AG: General Assembly has the power to expel legislators
Attorney General Mark Herring issued an advisory opinion Friday confirming that the Virginia General Assembly “possesses broad power to discipline and, where it judges appropriate, expel member legislators.”
The opinion was issued in response to a query from Del. Lee Carter, a Northern Virginia Democrat running for the party’s gubernatorial nomination, in regard to the participation of State Sen. Amanda Chase, a candidate for the Republican Party nomination for governor, in the rally that preceded the attempted insurrection at the U.S. Capitol on Jan. 6.
Chase addressed the Jan. 6 rally preceding the attack on the Capitol, but left before the Capitol was breached.
That night, in a message on Facebook, she said she did not condone the violence, but expressed sympathy with those who had breached the Capitol, calling them “patriots.”
“When you back good people, law-abiding citizens, into the corner, they will push back,” Chase said in a Facebook video. “When you cheat them of their elections, when you take away their constitutional rights and freedoms, you’re backing the patriots like myself into a corner. We would like to have a peaceful [resolution] to the events of today, but as you can see, there are many patriots that have already — we, we’ve had enough.”
The matter addressed by Carter in his letter requesting the legal opinion from Herring may already be moot. The Washington Post is reporting today that a tentative deal had been struck between Chase and Senate Democrats in which Sen. John Bell, D-Loudoun, would agree to withdraw the resolution he submitted to censure her if she would “clarify” her remarks about the Jan. 6 Capitol attack and offer a general apology for insults she has lobbed at Democrats.

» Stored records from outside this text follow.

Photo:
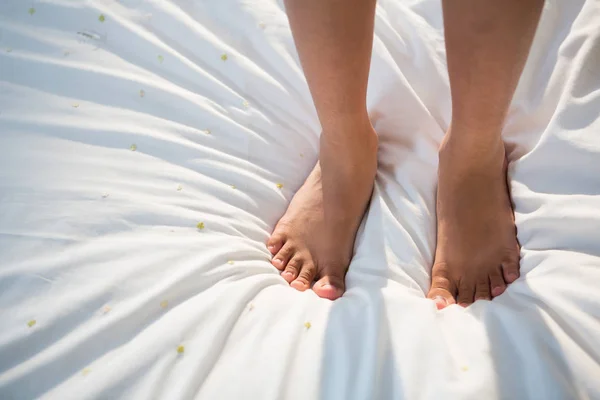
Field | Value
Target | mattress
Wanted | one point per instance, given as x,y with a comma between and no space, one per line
148,148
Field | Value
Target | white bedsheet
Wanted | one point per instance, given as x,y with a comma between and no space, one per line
124,124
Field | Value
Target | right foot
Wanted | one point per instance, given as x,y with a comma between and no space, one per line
315,237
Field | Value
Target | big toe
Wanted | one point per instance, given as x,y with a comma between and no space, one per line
441,288
275,242
331,286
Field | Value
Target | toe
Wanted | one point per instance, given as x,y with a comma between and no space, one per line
305,277
482,289
466,292
331,285
293,267
510,271
442,288
275,242
282,257
497,284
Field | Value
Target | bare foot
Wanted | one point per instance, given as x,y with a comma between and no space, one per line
477,252
315,237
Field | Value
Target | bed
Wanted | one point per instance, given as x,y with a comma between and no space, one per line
147,149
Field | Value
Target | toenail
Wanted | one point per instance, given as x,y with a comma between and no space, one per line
441,301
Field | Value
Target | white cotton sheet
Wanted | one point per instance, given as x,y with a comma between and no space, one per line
124,124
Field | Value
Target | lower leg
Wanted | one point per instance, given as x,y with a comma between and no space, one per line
315,238
487,43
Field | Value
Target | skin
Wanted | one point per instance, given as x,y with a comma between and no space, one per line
487,44
315,237
477,252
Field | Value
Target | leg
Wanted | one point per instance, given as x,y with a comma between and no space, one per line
477,254
315,237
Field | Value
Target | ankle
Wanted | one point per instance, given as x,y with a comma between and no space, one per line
469,149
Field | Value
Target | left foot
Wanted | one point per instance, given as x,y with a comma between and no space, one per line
477,252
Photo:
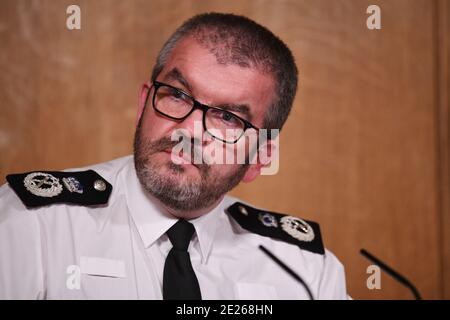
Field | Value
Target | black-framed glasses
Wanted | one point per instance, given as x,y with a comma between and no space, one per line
176,104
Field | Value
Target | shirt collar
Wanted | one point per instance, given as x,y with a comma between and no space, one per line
151,221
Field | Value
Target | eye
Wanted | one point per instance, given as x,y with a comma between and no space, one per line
226,117
178,95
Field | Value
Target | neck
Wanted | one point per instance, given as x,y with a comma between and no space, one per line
188,214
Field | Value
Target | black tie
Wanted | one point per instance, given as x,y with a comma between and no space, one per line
179,280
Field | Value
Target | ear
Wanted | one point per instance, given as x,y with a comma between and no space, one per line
264,157
142,96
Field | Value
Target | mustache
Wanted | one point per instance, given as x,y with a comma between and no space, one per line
190,144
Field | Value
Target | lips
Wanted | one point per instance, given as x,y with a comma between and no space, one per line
185,158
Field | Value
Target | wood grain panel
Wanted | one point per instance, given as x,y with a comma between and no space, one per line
359,153
443,134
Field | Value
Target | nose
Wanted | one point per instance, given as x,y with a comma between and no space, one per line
194,125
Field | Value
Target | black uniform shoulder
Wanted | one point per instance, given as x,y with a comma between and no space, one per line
303,233
41,188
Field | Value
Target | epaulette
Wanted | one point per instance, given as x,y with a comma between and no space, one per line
41,188
303,233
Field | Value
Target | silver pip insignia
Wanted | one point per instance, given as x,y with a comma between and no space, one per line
297,228
42,184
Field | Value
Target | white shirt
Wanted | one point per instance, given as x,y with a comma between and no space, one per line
117,251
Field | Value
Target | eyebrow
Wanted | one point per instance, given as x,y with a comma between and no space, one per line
244,109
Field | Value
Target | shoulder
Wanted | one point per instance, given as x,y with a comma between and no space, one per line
85,186
279,226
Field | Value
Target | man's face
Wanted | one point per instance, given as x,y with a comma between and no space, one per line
189,187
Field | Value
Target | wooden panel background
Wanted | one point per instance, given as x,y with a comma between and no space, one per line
365,151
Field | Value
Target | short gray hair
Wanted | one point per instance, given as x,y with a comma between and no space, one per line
238,40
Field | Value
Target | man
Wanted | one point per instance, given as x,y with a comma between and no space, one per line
159,225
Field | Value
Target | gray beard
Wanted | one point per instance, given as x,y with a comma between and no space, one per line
183,193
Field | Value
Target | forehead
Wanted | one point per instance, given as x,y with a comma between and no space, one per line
216,83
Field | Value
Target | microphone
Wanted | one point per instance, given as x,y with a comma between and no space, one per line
288,270
397,276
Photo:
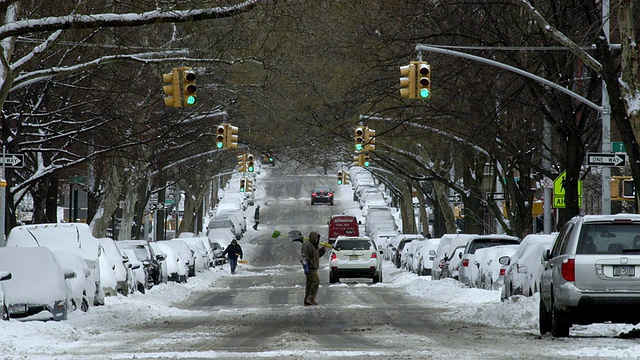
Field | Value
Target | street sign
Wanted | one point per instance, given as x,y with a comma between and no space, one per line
12,160
496,196
618,147
606,159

Censure is a formal rebuke that carries no legal or political sanction.
There is nothing in the works at the moment to remove Chase from the Senate.
The body earlier this week voted 37-1 – Chase casting the one – to strip her of her lone Senate committee assignment.
In his advisory opinion, Herring posits that the General Assembly “possesses authority to determine whether its members’ conduct warrants discipline or expulsion.”
“Article IV, Section 7 of the Constitution of Virginia provides that ‘(e)ach house’ of the General Assembly ‘may punish (its members) for disorderly behavior, and, with the concurrence of two-thirds of its elected membership, may expel a member.’ Whether to ‘punish’ or ‘expel’ a member is committed solely to the discretion of the relevant legislative body.”
Herring also explains in the opinion that the General Assembly determines what kind of conduct warrants discipline or expulsion.
“Article IV, Section 7 recognize(s) and confirm(s) legislative bodies’ authority over internal matters of member discipline and expulsion … (and) ‘the determination of what conduct justifies imposition of this severe sanction is to be made by the legislature itself.’”
Herring concludes his letter that “the Constitution of Virginia unequivocally grants plenary authority to each chamber of the General Assembly to discipline or expel its members…[and] the terms of Section 3 of the Fourteenth Amendment and related historical precedent confirm that expulsion may be an appropriate sanction if a member ‘shall have engaged in insurrection or rebellion against’ the United States Constitution or has ‘given aid or comfort to the enemies thereof.’”
“The Jan. 6th attack on our Capitol was an affront to our democracy and the very foundations of our country,” Herring said in a statement on the advisory opinion.
“It’s appalling that a Virginia legislator would have anything to do with that event, or with the baseless conspiracy theories and lies that fueled it. As I lay out in this opinion, the General Assembly has tools for holding its members to account if it determines that any legislator’s actions warrant discipline or expulsion,” Herring said.